Wenn ich dem Wort folge, das du verwendest, dann würde demnach unser Ursprung im alten Testament liegen, im Fluch des ersten Brudermörders, wenn ich richtig informiert bin. Wenn dem so ist und wenn es ein Fluch der Art 'und deine Kinder und Kindeskinder' ist, warum wird der 'Fluch' dann mit jeder Generation 'schwächer'? Warum wird das Blut dünner? Wie ist das zu erklären? Wie wäre diese Hypothese mit meiner anderen Hypothese von Glauben vereinbar? Und warum werden zum Teil zu mindest verhältnismäßig unschuldige Opfer dieses Fluches ohne etwas dagegen tun zu können und werden der ewigen Verdammnis anheim gegeben?. Und wenn Selbstmord eine Sünde sein soll, warum soll es für uns dann das richtigere sein den endgültigen Tod zu wählen, weil wir 'verfluchte' sind? Der eine oder andere von uns mag es sich ausgesucht haben, aber viele von uns hatten keine Wahl oder nur eine angebliche. Ist das, was uns belebt, eine Art Dämon? Eine Art Essenz, die mit jeder Weitergabe verdünnt wird und an Kraft verliert? Warum reagieren wir manchmal auf das, was wir 'wahren Glauben' bei Menschen nennen?Und das religionsübergreifend, wenn ich recht informiert bin.

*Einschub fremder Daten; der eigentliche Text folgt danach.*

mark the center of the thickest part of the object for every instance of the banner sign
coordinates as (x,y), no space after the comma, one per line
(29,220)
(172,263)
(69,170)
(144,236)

Ich kann es dir nicht beantworten. Und ich suche auch nicht nach einer endgültigen Antwort. Ich habe mich für das Leben entschieden. Dieses Leben, was ich jetzt habe, mit all seinen Konsequenzen, seinen guten und seinen schlechten Seiten. Aber ausgesucht habe ich es mir nicht. Ich weigere mich lediglich wegen ein paar Widrigkeiten auf zu geben.
Eine andere Theorie in Bezug auf Glauben, der ich eine recht große Wahrscheinlichkeit einräume, ist die Sicht der Welt und des Lebens als eine Art fast Kreislauf. Nur statt einen echten Kreis zu bilden, einer fortwährenden Wiederkehr des immer gleichen, denke ich, dass es sich eher um eine Spirale handelt., eine Spirale der Entwicklung, auf der Ereignisse einander ähneln, wiederholt werden, aber doch nicht völlig gleich sind, sondern sich weiter entwickeln hin zu etwas Neuem. In Bezug auf so eine Spirale stünden wir vielleicht etwas am Rand oder im Abseits, weil wir länger überdauern als so manches andere. Aber das tut ein Stein auch, oder nicht? Auch Bäume können weitaus älter werden als Menschen. Warum sollten wir also zwingend ausserhalb der Spirale stehen, nur weil wir einen längeren Lebenszyklus haben als wir mit unserem menschlichen Verständnis erfassen können? Glaube ich an die Hölle? Auch die ist möglich. Dämonen, oder wenigstens etwas, was wir als solche bezeichnen, gibt es recht sicher. Nur endgültig definieren kann ich sie dir nicht gut. Ich brauche keine endgültige Wahrheit oder Gewissheit, was diese Dinge angeht. Es wäre verflucht langweilig oder könnte gar deprimierend sein."